Specialize your entire supply chain

Venga looks for translators with experience in their specialization. They’re also equipped to train new team members. When it comes to localization services, it’s important for language experts to have a working knowledge of industry-specific terms. But it’s also important to understand the market’s typical pain points, goals, and perspectives.

When your entire supply chain is specialized, it makes for stronger translations and others services; it also fosters transparency and deeper client relationships. Antoine explained, “The relationship is shallow if it only extends from the sales and marketing side to the client, or even potentially the project manager and the client. The whole relationship has to extend all the way down the supply chain to the translators.”

Antoine readily admits that technological breakthroughs, from neural machine translation to enhanced workflow management, are positively impacting the industry, but he sees a parallel trend happening that’s just as important.

“Somehow we’re depersonalizing the overall supply chain by automating a lot of the processes, and then the counter effect is that we also realize that we need to have that human interaction — that relationship and emotional drive — to sell products and services.”

This interaction starts well before a customer signs a contract with your LSP. And, according to Antoine, the best way to promote your company and build these relationships are in-person events.

Attend events connected to your specialties

Antoine explained that events may be the most expensive marketing tactic, but they’re also the most rewarding for Venga. Especially when you’re trying to establish yourself in a specific industry.

Venga’s goal is for all their ICP companies to think of them first when they’re ready to go international, and “if they haven’t seen us at events, it’s unlikely they will ... we’re going to do a great job on SEO and blogs, etc., so they’ll find us... but I think you also need the presence once you have managed to convert a few clients in that space.”

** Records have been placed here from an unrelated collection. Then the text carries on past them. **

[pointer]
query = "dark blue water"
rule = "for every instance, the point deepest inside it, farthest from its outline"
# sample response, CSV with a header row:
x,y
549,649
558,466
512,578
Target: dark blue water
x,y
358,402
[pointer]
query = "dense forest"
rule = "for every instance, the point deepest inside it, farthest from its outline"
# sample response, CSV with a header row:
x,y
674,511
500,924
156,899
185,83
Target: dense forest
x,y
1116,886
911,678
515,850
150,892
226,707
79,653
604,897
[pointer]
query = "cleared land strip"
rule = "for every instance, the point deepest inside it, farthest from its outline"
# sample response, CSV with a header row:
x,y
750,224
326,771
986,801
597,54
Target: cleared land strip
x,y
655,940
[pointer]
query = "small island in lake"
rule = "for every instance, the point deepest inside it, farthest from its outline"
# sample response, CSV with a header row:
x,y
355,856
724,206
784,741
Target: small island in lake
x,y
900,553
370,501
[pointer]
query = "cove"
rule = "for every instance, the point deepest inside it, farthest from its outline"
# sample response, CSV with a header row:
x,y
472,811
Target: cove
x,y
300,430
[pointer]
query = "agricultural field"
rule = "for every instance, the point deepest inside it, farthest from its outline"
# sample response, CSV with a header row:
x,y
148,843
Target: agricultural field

He explained that inbound and outbound marketing, can help an LSP establish brand credibility, but face-to-face interactions are still vital to help build stronger customer relationships.

“Personally, I think if clients are going to spend half a million dollars or more, you need to into a person’s eyes before signing on the dotted line. For certain decisions, you need to have the person opposite you. We are doing some business with clients we have never met, but I am pushing the sales, technology, quality, and production teams to go and meet clients on a regular basis, face-to-face, and build solid long term relationships.”